The mass shooting tragedy at Pfeiffer's school last week and changed the course of not just his life, but the scores of other Stoneman Douglas students who are turning grief into action.

"Some of us enjoy going out there and making a change. I know a lot of people are thinking about changing their majors when they go off to college," Pfeiffer said.

"I know that there are different perspectives on this issue, and of course this is a big, radical issue with so many different people saying what they want. But what we want is children's lives."

“We’re here to make sure this never happens again,”  he told the crowd that included hundreds of students from a Tallahassee high school over a crackling microphone.

Lorena Sanabria, 16

Lorena Sanabria, a junior at Stoneman Douglas High School, tells AFP "this could have been stopped" during an interview on Feb 16, 2018, two days after a shooting at her Florida high school that claimed 17 lives. PHOTO: AFP

When the gunshots rang out at her Florida high school, Sanabria hid in a classroom with friends, forced to listen to the blood-curdling screams of victims as they waited for help and prayed they wouldn't be next.

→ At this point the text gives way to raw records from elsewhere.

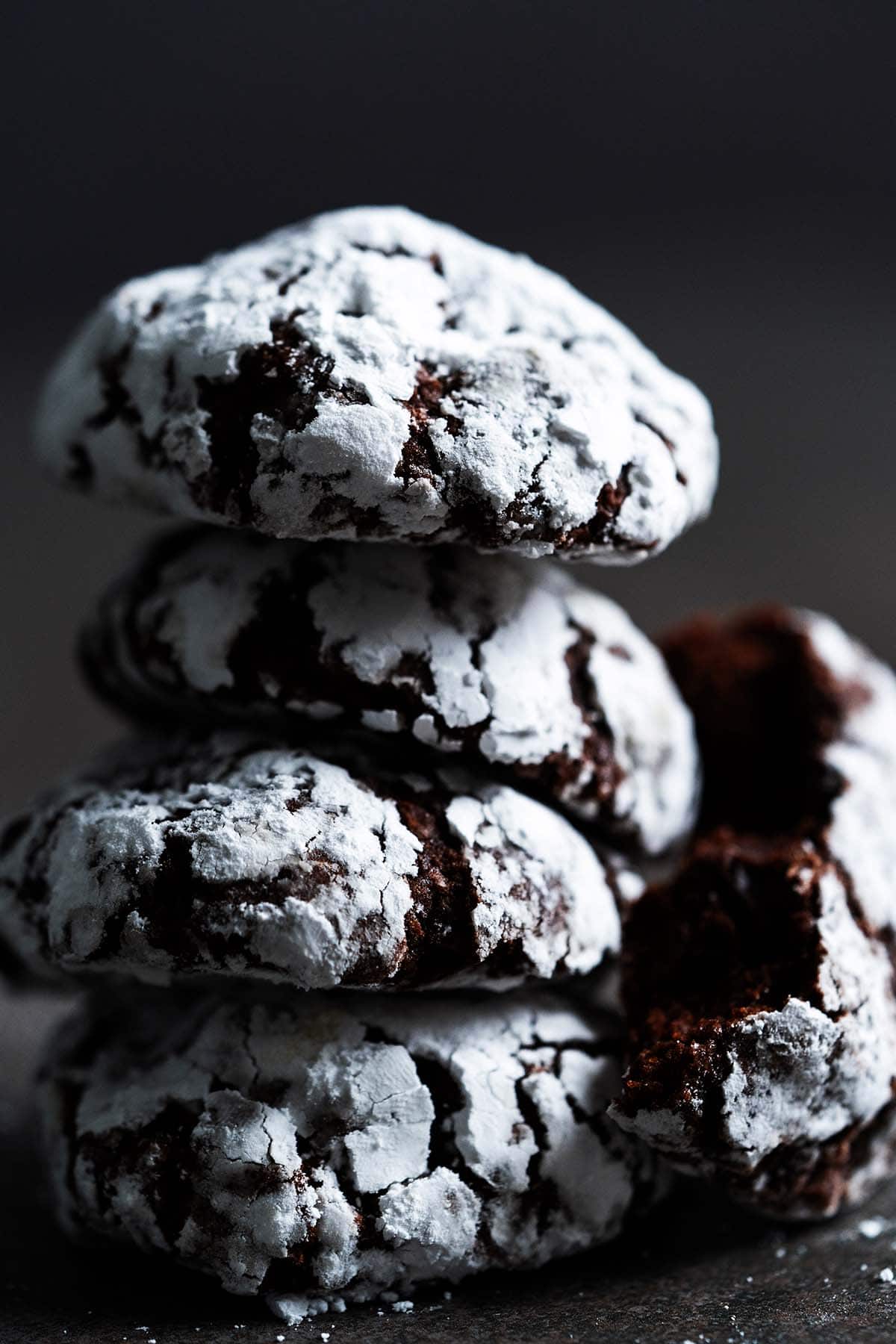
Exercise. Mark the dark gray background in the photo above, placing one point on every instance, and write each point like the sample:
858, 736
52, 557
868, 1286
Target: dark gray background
719, 175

In an emotional interview in which she frequently fought back tears, the dark-haired teen admitted that despite a keen interest in women's rights and equality, she had never considered herself particularly interested in politics - until now.

"I think that now more than ever, us as students, we should use our voice, you know the voices through the cameras - we should use this to speak directly to the government... and beg them to please make changes to the policies," she told AFP.

Among the policies Lorena wants to see reformed are the ease with which Nikolas Cruz, the 19-year-old gunman behind the massacre, was able to purchase his military-grade AR-15 assault rifle legally, because he did not have a criminal record.

"It shouldn't be normal that parents should be worrying about sending their kids with bulletproof backpacks" to school, she added.

Demand has reportedly surged for such backpacks in the aftermath of the shooting, which online giant Amazon sells from US$140 up.